Workshop 1 - Aarhus, 2005


Indexicality revisited ( Aarhus , oktober 2005)

Theoretical culture seems to be directly dependent on the use of visual signs, as g raphic representations allowed humans to study structures. But how do structures relate to indices? Is a sense of the indexical a prerequisite for the discovery of structure? Could structures be the semiotic counterpart of a pre-semiotic indexicality? It would seem that in the evolution of theoretical culture, the indexical (or indexicality) must have played a major role.

With the discovery of structure, the adventure of the search for necessity, identity, for the absolute – of mathematics, philosophy and science – begins.
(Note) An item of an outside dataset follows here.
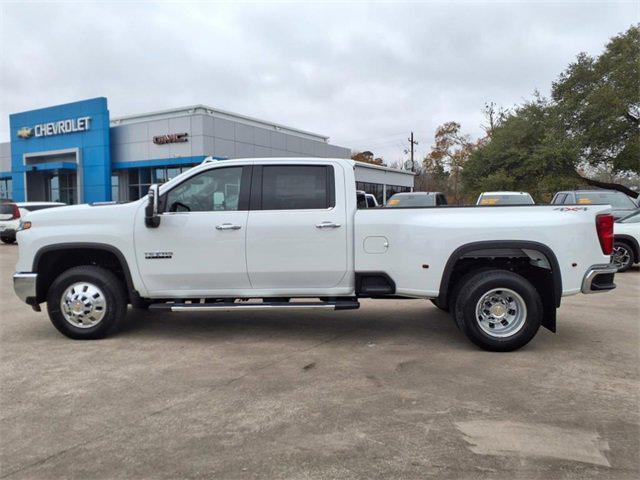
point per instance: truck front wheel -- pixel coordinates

The sign now becomes a three-place entity, consisting of a visible sign (a representamen), a concept (the interpretant), and a reality that lies behind, but determines, appearances (the object or referent). Language itself changes: from a stream of sounds in time, it becomes a ‘thing’ with a stable structure, or grammar. Written language is the language of logic and argument, the language of reasoning and not of dialogue and contest.

As structures offer a much stronger base for comparison than appearances or values (meanings), its discovery allowed for an enormous increase in analogical thinking. It could thus account for the sudden increase in human creativity – artistic, technological, and social – around 50-30.000 years B.P. At the same time, however, structures allow for stable and reliable knowledge. The discovery of stable structures probably made the process of mapping (or “blending”) relatively easy. The relating of different and varied cognitive domains requires a powerful tertium comparationis – which is precisely what theoretical thinking provided humans with.

The difference separating appearance from an underlying structural reality also creates new modalities for social interaction: the discovery that the other is in certain structural respects identical to myself provides the basis for universalism, and for a theory of mind. Whereas previously the other was considered as identical or other on the basis of appearances or on the basis of conceptual meaning (attributed once again to differences in appearance), now a new basis for inter-human relations is discovered: a universal human structure or identity. The indexical dimension of the semiotic is the dimension of logical necessity: the dimension of what remains identical, independently of what we perceive or do. Once this identity is separated from the rest of the semiotic, the semiotic bandwidth of humans changes significantly: a new dimension is added, and all the existing relationships are redrawn. The status of both images and concepts changes too: images become appearances, concepts become meanings (ideas, ideologies).